Esta incertidumbre sobre la capacidad de financiación de la deuda nace a partir de una serie de proyectos de los cuales no se prevé un retorno a corto ni mediano plazo, contrastando son sus enormes costos de construcción. Dígase el Tren Maya, el cual está envuelto en controversia por el impacto negativo que puede significar a comunidades indígenas del sureste mexicano así como las implicaciones ambientales sobre el ecosistema por donde pasará el tren. Por otro lado se tiene a la refinería Dos Bocas, la cual pretende salvar a PEMEX ignorando las repetidas ocasiones en las cuales se ha señalado que la inversión de la petrolera debería ir enfocada a la exploración y extracción, no a la refinación. Por último tenemos el cuento de nunca acabar de Santa Lucía, con costos que cual águila en vuelo no dejan de subir por los cada vez peores estorbos en el proyecto, como los fósiles encontrados en la zona de construcción o el cerro que estorba las rutas de aproximación.

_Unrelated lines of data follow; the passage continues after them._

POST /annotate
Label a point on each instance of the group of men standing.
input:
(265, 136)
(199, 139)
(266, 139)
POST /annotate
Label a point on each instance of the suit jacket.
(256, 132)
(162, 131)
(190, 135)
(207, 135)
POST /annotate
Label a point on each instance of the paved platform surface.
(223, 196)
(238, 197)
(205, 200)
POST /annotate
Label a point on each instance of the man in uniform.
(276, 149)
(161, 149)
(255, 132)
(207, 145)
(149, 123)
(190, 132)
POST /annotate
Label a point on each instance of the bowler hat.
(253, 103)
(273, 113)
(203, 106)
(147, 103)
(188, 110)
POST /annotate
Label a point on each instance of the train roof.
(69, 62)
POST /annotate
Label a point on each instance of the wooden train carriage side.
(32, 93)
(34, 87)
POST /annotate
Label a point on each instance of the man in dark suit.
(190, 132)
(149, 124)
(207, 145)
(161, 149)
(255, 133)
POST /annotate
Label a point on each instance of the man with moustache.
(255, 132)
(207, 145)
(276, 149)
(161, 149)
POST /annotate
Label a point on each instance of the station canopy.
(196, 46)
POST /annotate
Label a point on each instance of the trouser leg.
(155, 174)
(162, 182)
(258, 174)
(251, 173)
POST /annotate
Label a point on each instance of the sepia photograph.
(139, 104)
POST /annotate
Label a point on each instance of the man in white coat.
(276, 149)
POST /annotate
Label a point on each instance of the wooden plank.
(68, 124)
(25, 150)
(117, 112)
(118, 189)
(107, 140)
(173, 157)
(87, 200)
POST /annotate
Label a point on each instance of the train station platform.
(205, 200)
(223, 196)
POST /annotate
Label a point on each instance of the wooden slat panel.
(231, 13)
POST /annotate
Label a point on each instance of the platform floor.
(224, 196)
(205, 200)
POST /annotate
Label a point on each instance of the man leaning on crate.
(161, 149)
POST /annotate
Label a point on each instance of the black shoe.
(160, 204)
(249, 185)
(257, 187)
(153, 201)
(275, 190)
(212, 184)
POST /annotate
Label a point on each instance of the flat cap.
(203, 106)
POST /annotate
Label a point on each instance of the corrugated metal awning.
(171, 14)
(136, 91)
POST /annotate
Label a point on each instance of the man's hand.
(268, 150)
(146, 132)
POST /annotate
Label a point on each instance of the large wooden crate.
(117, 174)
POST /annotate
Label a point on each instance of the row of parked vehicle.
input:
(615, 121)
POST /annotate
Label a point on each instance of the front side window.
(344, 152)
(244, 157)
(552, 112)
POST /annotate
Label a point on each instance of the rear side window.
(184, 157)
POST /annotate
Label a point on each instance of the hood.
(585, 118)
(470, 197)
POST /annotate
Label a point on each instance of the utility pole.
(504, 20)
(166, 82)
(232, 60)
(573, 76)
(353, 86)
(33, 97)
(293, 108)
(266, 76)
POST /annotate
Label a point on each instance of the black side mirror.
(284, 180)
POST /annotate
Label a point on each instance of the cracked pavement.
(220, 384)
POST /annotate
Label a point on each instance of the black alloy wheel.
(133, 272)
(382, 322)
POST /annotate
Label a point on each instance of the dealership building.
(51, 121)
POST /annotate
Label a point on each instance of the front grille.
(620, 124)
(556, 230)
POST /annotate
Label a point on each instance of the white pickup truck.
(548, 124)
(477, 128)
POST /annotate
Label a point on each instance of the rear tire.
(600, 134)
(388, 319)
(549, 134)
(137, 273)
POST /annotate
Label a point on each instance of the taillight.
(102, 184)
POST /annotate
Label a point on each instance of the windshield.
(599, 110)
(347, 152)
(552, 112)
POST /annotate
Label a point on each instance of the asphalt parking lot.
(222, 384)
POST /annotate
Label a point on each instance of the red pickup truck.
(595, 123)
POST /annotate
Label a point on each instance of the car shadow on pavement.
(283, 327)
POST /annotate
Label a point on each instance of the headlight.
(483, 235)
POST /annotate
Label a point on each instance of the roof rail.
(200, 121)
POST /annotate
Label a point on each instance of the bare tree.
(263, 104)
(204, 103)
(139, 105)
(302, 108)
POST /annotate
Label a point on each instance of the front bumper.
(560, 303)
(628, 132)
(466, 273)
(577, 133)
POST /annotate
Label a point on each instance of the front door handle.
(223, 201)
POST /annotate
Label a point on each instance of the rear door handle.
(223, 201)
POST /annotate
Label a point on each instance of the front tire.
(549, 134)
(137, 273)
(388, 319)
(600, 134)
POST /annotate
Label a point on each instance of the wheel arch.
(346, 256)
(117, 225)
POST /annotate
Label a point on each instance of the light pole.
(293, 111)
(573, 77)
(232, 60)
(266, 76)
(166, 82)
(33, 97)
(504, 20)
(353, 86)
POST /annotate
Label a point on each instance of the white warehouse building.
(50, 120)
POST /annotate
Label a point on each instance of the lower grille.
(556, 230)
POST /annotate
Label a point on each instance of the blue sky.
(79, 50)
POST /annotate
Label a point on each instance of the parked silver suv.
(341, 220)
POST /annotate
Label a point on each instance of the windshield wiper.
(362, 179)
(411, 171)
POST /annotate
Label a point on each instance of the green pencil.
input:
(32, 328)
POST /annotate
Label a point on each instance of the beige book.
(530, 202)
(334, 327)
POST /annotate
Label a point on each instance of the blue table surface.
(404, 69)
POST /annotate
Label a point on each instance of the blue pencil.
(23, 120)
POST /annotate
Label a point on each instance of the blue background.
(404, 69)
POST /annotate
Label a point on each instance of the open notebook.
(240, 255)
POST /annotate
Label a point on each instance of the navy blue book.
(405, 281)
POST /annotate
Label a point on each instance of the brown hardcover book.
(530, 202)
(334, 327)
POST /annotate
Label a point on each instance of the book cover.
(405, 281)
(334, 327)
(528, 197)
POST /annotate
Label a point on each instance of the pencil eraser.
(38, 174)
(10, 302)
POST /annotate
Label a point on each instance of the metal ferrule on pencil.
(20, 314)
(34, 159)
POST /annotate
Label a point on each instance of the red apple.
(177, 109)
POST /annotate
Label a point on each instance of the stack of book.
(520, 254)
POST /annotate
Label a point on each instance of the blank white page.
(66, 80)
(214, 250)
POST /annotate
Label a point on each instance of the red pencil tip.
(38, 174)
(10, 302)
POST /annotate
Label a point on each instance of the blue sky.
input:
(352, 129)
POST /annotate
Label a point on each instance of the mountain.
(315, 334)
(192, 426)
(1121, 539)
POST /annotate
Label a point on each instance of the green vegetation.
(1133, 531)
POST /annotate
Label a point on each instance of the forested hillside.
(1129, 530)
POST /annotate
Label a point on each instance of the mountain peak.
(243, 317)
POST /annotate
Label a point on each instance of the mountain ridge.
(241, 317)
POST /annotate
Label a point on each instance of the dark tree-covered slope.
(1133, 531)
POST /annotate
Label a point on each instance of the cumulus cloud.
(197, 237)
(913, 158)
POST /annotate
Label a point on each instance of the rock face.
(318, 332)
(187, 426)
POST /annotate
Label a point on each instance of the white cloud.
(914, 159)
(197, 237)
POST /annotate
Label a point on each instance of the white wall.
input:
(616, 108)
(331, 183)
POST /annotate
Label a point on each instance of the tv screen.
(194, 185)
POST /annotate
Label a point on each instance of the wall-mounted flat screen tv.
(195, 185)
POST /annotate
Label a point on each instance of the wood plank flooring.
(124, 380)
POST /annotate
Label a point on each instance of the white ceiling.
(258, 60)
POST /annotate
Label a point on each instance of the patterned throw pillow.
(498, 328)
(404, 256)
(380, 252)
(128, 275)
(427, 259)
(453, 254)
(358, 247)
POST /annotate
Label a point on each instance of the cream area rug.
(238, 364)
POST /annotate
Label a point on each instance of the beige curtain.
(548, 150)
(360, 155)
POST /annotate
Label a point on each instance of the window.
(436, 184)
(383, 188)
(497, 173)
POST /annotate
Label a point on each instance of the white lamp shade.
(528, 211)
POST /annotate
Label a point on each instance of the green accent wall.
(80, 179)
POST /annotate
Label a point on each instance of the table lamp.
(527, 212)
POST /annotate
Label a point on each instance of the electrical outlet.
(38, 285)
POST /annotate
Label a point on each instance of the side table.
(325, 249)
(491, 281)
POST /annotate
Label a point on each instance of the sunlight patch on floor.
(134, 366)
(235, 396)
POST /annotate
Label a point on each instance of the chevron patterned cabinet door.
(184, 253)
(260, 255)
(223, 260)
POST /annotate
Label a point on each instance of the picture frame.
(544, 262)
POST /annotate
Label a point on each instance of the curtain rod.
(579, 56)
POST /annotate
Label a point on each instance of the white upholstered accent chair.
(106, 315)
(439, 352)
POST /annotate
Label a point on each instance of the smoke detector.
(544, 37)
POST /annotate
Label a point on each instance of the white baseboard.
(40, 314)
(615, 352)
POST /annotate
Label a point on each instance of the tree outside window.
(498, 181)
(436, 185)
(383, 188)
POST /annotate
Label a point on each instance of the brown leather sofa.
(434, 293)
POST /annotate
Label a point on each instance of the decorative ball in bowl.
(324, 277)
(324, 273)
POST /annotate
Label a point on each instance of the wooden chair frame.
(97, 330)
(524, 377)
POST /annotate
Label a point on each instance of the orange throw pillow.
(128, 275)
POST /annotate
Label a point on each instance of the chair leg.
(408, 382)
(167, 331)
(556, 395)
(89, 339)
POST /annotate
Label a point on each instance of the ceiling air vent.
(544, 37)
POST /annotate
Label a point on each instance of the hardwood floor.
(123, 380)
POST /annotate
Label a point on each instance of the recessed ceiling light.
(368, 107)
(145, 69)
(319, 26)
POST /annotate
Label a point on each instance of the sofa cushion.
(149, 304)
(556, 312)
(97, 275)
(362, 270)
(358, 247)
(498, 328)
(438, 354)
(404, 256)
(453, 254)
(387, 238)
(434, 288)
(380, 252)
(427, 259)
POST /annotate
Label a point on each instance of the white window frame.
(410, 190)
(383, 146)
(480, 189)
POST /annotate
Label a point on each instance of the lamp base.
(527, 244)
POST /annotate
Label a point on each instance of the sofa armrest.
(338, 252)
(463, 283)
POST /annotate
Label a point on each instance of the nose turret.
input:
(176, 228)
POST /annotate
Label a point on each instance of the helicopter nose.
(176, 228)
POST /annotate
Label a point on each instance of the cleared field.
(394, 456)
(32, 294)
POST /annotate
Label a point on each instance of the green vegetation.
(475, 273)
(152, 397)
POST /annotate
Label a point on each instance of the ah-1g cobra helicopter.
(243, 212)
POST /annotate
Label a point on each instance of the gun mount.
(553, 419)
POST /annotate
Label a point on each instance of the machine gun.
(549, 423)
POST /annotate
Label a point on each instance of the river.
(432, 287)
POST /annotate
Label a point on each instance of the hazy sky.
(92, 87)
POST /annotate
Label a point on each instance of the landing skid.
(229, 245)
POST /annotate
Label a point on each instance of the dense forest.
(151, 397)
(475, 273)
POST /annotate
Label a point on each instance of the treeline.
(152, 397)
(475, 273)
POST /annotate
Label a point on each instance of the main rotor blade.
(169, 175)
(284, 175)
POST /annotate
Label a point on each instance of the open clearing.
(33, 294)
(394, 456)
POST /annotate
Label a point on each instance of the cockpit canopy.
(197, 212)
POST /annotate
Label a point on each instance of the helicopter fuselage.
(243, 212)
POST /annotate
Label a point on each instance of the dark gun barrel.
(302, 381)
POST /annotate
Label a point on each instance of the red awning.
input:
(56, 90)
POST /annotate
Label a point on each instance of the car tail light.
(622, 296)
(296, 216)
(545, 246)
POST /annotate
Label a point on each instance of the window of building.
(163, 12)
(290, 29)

Todos estos “faraónicos” derroches (como diría nuestro presidente) dieron como resultado un incremento en la fragilidad de nuestras cuentas públicas y una tendencia recesiva en el crecimiento trimestral del Producto Interno Bruto, por lo que el gobierno optó por gastar la mayor parte del Fondo de Estabilización de Ingresos Presupuestarios (FEIP) ya que este fondo para eso existe, para tomar medidas contra cíclicas, sin embargo no se tenían proyectados tantos trimestres consecutivos a la baja. Al perder casi todo el dinero que se tenía guardado en el FEIP, nos encontramos más a la deriva de las presiones que la actual coyuntura económica presente sobre nosotros. 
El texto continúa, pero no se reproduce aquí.